Cluster Telemetry Deployment & Maintenance Guide

The target audience for this document includes Google employees on the Skia infra team. Other Googlers can request access to the tools and resources mentioned here by contacting skiabot@. Access is not available to non-Googlers, but you could create your own setup if desired.

Intro

General overview of CT is available here.

Code locations

Frontend server code lives in:

  • go/ctfe/...
  • res/...
  • templates/...
  • elements.html
  • ../package.json
  • sys/...

To build the frontend server, use make ctfe. To create a new docker build, use make ctfe_release. To deploy the latest docker build on the kubernetes ctfe service, use make ctfe_push.

Master code lives in:

  • go/master_scripts/...
  • go/poller/...
  • go/frontend/...
  • py/...

To build the master binaries, use make master_scripts. To create a new docker build, use make ctmaster_release. To deploy the latest docker build on the kubernetes ct-master servce, use make ctmaster_push.
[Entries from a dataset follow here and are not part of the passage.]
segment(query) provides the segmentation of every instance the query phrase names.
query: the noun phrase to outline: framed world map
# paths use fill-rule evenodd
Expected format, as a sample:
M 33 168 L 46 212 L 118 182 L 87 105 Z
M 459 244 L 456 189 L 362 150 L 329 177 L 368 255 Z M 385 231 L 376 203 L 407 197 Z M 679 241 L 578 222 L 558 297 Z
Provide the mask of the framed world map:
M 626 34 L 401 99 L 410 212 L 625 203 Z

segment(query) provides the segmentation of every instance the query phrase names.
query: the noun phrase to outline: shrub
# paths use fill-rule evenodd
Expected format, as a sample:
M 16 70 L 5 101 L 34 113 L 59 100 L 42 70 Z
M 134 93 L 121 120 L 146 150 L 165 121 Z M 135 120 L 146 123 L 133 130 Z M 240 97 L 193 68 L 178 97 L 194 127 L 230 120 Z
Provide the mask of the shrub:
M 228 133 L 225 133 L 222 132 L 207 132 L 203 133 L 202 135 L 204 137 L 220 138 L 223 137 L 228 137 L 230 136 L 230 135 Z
Worker code lives in go/worker_scripts/...

To build the worker binaries, use make worker_scripts.

Prober config is in probers.json5. Alerts config is in ../promk/prometheus/alerts_public.yml.

Running locally

Frontend

To start a local server, run:

make ctfe_debug && ctfe --local=true \
  --port=:8000 \
  --host=<your hostname>.cnc.corp.google.com \
  --namespace=cluster-telemetry-staging

You can then access the server at localhost:8000 or <your hostname>.cnc.corp.google.com:8000.
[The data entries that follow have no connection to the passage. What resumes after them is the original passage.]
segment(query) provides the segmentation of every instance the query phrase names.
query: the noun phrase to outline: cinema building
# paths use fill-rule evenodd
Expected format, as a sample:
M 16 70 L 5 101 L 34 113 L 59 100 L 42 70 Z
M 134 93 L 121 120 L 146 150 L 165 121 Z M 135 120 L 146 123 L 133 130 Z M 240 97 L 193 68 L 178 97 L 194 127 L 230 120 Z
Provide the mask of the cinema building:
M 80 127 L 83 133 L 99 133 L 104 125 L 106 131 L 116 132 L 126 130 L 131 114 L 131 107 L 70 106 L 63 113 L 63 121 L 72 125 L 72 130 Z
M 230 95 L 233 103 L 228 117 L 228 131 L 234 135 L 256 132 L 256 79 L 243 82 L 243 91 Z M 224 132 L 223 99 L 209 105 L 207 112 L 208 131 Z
The host argument is optional and allows others to log in to your server. Initially you will get an error when logging in; follow the instructions on the error page. The host argument will also be included in metrics names.
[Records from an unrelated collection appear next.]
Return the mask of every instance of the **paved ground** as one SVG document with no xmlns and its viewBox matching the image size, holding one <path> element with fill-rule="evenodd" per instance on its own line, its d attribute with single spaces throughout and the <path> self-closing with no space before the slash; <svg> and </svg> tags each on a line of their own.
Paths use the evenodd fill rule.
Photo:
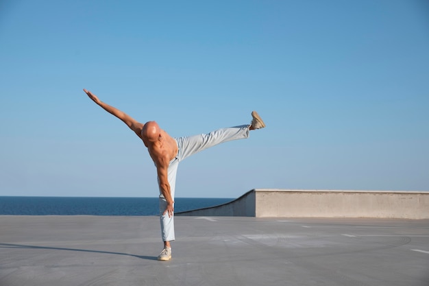
<svg viewBox="0 0 429 286">
<path fill-rule="evenodd" d="M 0 286 L 429 285 L 429 220 L 0 216 Z"/>
</svg>

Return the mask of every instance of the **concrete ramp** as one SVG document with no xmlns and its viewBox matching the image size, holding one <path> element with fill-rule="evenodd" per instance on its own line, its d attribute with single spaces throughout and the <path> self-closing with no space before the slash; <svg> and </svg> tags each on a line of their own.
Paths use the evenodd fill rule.
<svg viewBox="0 0 429 286">
<path fill-rule="evenodd" d="M 252 189 L 220 206 L 186 216 L 429 218 L 429 192 Z"/>
</svg>

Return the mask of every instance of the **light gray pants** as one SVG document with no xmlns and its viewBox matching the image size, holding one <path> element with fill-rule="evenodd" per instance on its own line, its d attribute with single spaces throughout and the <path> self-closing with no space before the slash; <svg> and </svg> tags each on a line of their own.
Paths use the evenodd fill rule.
<svg viewBox="0 0 429 286">
<path fill-rule="evenodd" d="M 173 200 L 174 200 L 176 174 L 180 162 L 191 155 L 221 143 L 249 137 L 249 125 L 243 125 L 221 128 L 208 134 L 175 138 L 177 143 L 179 151 L 176 157 L 170 161 L 168 169 L 169 183 L 170 184 L 170 190 Z M 163 215 L 162 213 L 165 211 L 165 208 L 167 208 L 167 201 L 164 195 L 160 194 L 160 221 L 161 224 L 161 235 L 163 241 L 171 241 L 175 240 L 174 217 L 169 217 L 168 213 Z"/>
</svg>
To test prober config changes, edit the config in probers.json5 to point to localhost:8000, then run make && prober --use_metadata=false from ../prober/.

To check metrics from a locally running server or prober, use Prometheus.

Master

The master poller and master scripts require a /b directory containing various repos and files. To run the master poller in dry-run mode (not very useful), run

make poller && poller --local=true \
  --dry_run

To run master scripts locally, you may want to modify the code to skip steps or exit early, e.g.:

diff --git a/ct/go/master_scripts/build_chromium/main.go b/ct/go/master_scripts/build_chromium/main.go
index 1c5c273..34ceb3a 100644
--- a/ct/go/master_scripts/build_chromium/main.go
+++ b/ct/go/master_scripts/build_chromium/main.go
@@ -73,6 +73,11 @@ func main() {
        // Ensure webapp is updated and completion email is sent even if task fails.
        defer updateWebappTask()
        defer sendEmail(emailsArr)
+       if 1 == 1 {
+               time.Sleep(10 * time.Second)
+               taskCompletedSuccessfully = true
+               return
+       }
        // Cleanup tmp files after the run.
        defer util.CleanTmpDir()
        // Finish with glog flush and how long the task took.
  • Master scripts include capture_archives_on_workers, create_pagesets_on_workers, run_chromium_perf_on_workers.

You can run the poller as:

make poller && poller --local=true

Workers

The Makefile has examples of running the worker scripts locally.

TODO(benjaminwagner): Add local flag and kill e2e_tests from Makefile.

Running in prod

Frontend

The CTFE production datastore instance is here. The staging datastore instance is here.

The frontend runs on a Google Cloud Kubernetes service named ctfe. Its dockerfile is in ctfe/Dockerfile.

To build the frontend server, use make ctfe. To create a new docker build, use make ctfe_release. To deploy the latest docker build on the kubernetes ctfe service, use make ctfe_push. You can then see the updated frontend at ct.skia.org.

To access ctfe directly, use kubectl exec -it $(kubectl get pod --selector="app=ctfe" -o jsonpath='{.items[0].metadata.name}') bash.

Frontend logs are available here.

Master

The poller and master scripts run on a Google cloud kubernetes service named ct-master. Its dockerfile is in ct-master/Dockerfile.

To push a new build to the poller safely, check that the CTFE task queue is empty and then run make ctmaster_release && make ctmaster_push.

To access ct-master directly, use kubectl exec -it $(kubectl get pod --selector="app=ct-master" -o jsonpath='{.items[0].metadata.name}') bash.

Poller logs are available here.

Workers

Worker scripts are part of the docker build when ctmaster_release is run. However, from time to time, it may be necessary to perform maintenance tasks on all worker machines. In this case, the run_on_swarming_bots script can be used to update all CT bots.

Other maintenance

Updating pagesets

TODO(rmistry): Where do CSV files come from, where to put in GS.

Access to Golo

CT's Golo bots are visible here.

To log in to Golo bots, see go/chrome-infra-build-access.